Мятежная дочь Рима - Дитрих Уильям. Страница 20

— Просто у нее доброе сердце.

— А этот Гальба оказался храбрецом.

— Мне тоже так показалось.

— Показалось?

— Ну, потом у Клодия возникли некоторые подозрения. Например, почему это слон вырвался на свободу как раз в этот момент? Откуда у Гальбы под рукой оказался факел? Очень кстати, ты не находишь? Тогда мы просто отмахнулись, решив, что им движет обычная ревность, но теперь, оглядываясь назад…

— Валерия не пострадала?

— Нет. Перепугалась до смерти, но была спасена — дважды на протяжении двух дней. Не сомневаюсь, что она нашла это приключение чрезвычайно волнующим. Видел бы ты ее тогда — глаза огромные, как плошки, щеки горят огнем, одна прядь выбилась из прически и упала на плечо…
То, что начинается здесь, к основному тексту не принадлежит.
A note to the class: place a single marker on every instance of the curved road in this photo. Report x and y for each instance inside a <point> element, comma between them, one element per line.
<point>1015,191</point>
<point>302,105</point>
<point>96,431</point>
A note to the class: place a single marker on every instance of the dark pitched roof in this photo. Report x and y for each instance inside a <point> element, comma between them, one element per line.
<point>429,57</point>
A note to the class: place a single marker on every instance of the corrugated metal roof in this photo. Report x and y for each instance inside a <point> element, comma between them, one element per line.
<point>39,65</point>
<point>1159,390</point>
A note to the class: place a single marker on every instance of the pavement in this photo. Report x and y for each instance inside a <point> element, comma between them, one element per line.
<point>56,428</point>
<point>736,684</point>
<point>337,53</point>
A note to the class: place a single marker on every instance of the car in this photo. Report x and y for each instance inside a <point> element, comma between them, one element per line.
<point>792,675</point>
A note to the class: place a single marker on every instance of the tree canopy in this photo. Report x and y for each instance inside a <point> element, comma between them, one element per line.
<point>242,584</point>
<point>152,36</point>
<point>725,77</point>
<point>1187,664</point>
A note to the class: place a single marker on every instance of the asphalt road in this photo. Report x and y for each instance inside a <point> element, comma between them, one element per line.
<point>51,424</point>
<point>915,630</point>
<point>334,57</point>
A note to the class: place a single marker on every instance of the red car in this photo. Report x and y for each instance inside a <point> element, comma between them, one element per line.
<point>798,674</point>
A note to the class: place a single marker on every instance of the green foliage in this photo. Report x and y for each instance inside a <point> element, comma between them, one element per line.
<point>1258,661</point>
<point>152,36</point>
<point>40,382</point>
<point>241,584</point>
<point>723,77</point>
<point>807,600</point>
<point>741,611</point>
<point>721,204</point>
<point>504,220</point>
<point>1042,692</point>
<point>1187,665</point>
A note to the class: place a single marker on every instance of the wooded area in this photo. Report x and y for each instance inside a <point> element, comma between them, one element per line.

— Весьма соблазнительное зрелище!

— Я бы сказала, даже слишком, — с кислым видом вздохнула Савия. — Гальба бубнил, что у нас нет времени ходить по циркам, даже напомнил солдатам, что Марку, мол, не слишком понравится, узнай он, что его люди глазели на состязания колесниц, пока сам он глаза проглядел, поджидая свою невесту. Один из солдат, Тит, хмыкнул, что он, мол, понимает своего командира. Солдаты загоготали, а я покраснела до ушей. Эти солдафонские шутки просто недопустимы, а уж в присутствии женщин…

— А что Валерия?

— Видишь ли, господин, грубоватое прямодушие этих солдат столь резко отличалось от сальных шуток, которые свойственны римлянам, что она не обиделась. Мне показалось, она сочла это чем-то экзотическим.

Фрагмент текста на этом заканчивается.